Deep planting could be counterproductive in the world of backyard gardening. On the other hand, your plants will appreciate it when it comes to tomatoes. Your plant will expand and get stronger due to the extended root system, producing a fruitful and mouthwatering harvest after the growing season.

Possible Issues Associated With Deep-Rooted Plants

In some circumstances, you might want to make an effort to keep your tomato from sinking too far into the ground.


Once the risk of frost passes, most people plant their tomatoes. Because tomato plants prefer warm soil, it is not a good idea to plant deep into the ground once the top half defrosts. This wouldn’t be a problem, although growth would be slower, and fruiting might happen a week later. Read our article and find out What Temperature Is Too Cold For Plants?

Impermeable Soil

The inability of your plant to establish roots through impermeable soil is not an issue at all, but if water cannot flow through either, you will constantly soak up the roots. This may result in problems like root rot. 

Even if the problem may not propagate to the root system, it is still something you should avoid—knowing how to correctly water tomatoes is a crucial skill that helps with many concerns.

Clayey Ground

Compared to sandy/grainy soil, clayey soil tends to hold water for longer. This is not a problem if your plants get accustomed to it and grow in it regularly. But there are times when this can be an issue. 

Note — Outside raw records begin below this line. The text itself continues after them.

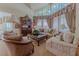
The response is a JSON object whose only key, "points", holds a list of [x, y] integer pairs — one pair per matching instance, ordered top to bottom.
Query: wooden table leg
{"points": [[38, 43]]}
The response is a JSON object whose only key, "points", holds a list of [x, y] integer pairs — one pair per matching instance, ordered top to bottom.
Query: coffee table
{"points": [[39, 38]]}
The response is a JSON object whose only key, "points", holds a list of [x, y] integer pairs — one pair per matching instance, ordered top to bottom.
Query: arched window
{"points": [[42, 23]]}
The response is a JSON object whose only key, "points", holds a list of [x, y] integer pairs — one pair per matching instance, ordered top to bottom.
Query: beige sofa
{"points": [[62, 48]]}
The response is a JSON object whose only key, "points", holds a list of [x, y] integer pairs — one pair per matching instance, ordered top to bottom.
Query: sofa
{"points": [[61, 47]]}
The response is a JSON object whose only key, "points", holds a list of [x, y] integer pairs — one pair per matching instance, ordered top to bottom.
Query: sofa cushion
{"points": [[68, 37]]}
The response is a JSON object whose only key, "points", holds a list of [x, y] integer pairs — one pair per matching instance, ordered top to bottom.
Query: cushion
{"points": [[68, 37]]}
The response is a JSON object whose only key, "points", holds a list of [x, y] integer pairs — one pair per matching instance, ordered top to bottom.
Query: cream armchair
{"points": [[62, 48]]}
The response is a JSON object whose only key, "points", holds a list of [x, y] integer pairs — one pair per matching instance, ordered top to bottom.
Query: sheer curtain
{"points": [[42, 23], [55, 23], [63, 26]]}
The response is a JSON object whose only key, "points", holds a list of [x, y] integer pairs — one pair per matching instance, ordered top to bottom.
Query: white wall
{"points": [[18, 9]]}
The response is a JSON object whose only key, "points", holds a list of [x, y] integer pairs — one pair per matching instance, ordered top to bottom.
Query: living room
{"points": [[39, 29]]}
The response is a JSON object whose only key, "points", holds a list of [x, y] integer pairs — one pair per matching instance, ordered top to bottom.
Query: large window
{"points": [[47, 10], [42, 23], [55, 23], [60, 24], [8, 26], [63, 27]]}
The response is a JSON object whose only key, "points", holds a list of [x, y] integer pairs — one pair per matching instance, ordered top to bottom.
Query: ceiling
{"points": [[36, 6]]}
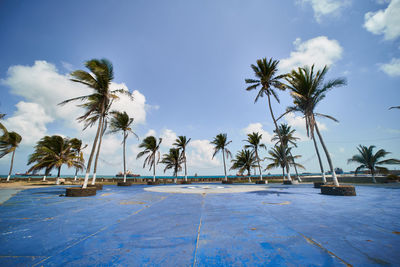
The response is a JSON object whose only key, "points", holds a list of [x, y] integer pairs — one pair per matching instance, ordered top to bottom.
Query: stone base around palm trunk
{"points": [[124, 184], [318, 184], [97, 186], [341, 190], [80, 192]]}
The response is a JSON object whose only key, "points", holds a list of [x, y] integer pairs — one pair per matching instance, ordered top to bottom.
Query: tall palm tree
{"points": [[265, 72], [99, 79], [307, 90], [121, 122], [287, 134], [9, 143], [181, 143], [220, 143], [254, 143], [151, 147], [77, 148], [54, 152], [278, 155], [173, 160], [244, 161], [370, 161]]}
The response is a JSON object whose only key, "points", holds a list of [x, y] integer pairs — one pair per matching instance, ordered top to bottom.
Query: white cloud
{"points": [[326, 7], [386, 22], [319, 51], [392, 68], [29, 121], [299, 124], [258, 127], [168, 137], [201, 154]]}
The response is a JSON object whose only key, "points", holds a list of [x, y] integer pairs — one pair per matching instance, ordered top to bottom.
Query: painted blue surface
{"points": [[281, 226]]}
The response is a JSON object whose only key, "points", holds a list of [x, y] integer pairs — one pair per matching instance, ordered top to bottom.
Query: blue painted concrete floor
{"points": [[127, 226]]}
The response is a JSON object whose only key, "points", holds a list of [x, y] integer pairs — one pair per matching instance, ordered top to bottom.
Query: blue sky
{"points": [[186, 62]]}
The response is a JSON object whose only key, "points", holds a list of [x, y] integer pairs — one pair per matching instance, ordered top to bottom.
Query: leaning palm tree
{"points": [[265, 72], [99, 79], [307, 90], [121, 122], [287, 134], [220, 142], [9, 143], [181, 143], [254, 143], [151, 147], [77, 148], [54, 152], [278, 155], [173, 160], [244, 161], [370, 161]]}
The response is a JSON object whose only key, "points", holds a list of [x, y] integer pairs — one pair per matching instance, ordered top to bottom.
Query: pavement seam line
{"points": [[102, 229], [198, 232], [310, 240]]}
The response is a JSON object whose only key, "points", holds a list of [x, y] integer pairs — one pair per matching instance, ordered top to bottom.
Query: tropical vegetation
{"points": [[121, 122], [220, 143], [151, 149], [370, 160]]}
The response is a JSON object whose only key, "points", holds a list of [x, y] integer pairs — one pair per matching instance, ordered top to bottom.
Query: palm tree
{"points": [[265, 72], [99, 79], [307, 90], [122, 122], [288, 137], [220, 142], [9, 143], [181, 143], [254, 143], [151, 147], [77, 148], [53, 152], [278, 155], [173, 160], [245, 160], [370, 161]]}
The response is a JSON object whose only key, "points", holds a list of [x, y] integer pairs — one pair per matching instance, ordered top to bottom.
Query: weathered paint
{"points": [[283, 225]]}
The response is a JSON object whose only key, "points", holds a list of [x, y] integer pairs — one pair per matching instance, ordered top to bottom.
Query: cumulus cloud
{"points": [[326, 7], [385, 21], [320, 51], [392, 68], [29, 121], [299, 124], [258, 127], [200, 154]]}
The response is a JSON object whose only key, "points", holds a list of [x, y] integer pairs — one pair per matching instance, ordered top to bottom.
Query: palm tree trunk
{"points": [[280, 138], [98, 152], [92, 154], [184, 155], [124, 157], [223, 157], [328, 157], [319, 158], [11, 165], [259, 165], [295, 168], [154, 169], [58, 176], [373, 176]]}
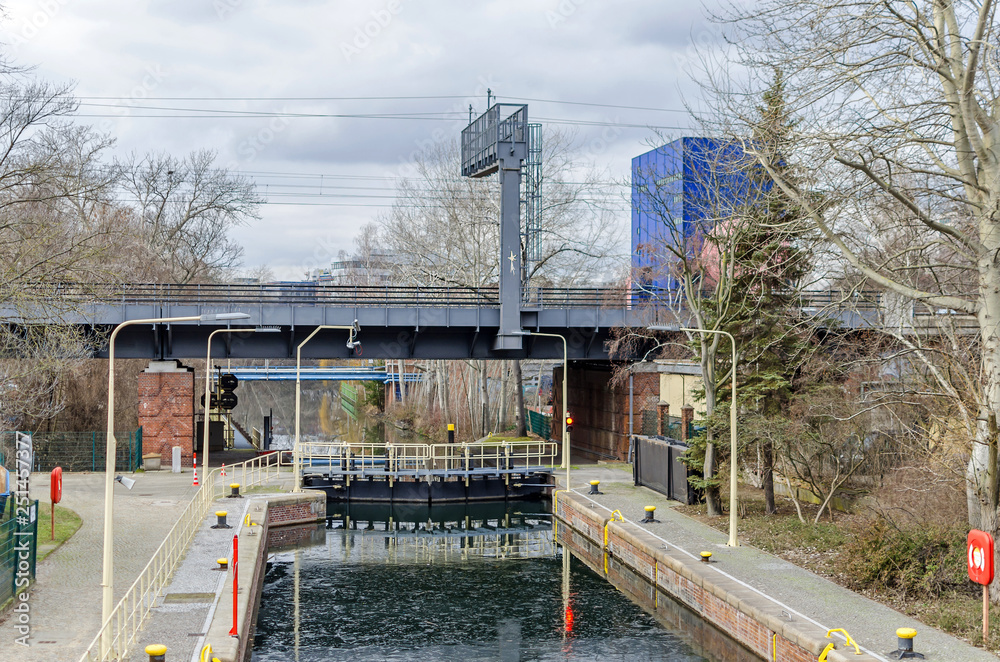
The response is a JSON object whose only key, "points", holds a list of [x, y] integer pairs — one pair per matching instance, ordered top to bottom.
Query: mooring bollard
{"points": [[904, 639], [156, 652]]}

For instance, you must not water a raised bed where tomatoes grow so that water seeps into the ground below. However, a heavy shower near the end of the season can cause ripening tomatoes to split because of the rapid rush of water into the fruit if you have clayey ground below the bed and if your tomato roots get into it.

Tomato plants

The Final Say

Amateur gardeners frequently make the error of concentrating just on robust stems and leaves while completely ignoring the base. You can get a lush top if you focus on developing a strong root system, and the soil can support a healthy plant. The phrase “feed the soil, not the plants” is popular in the gardening community and applies to all sorts of plants, including tomatoes.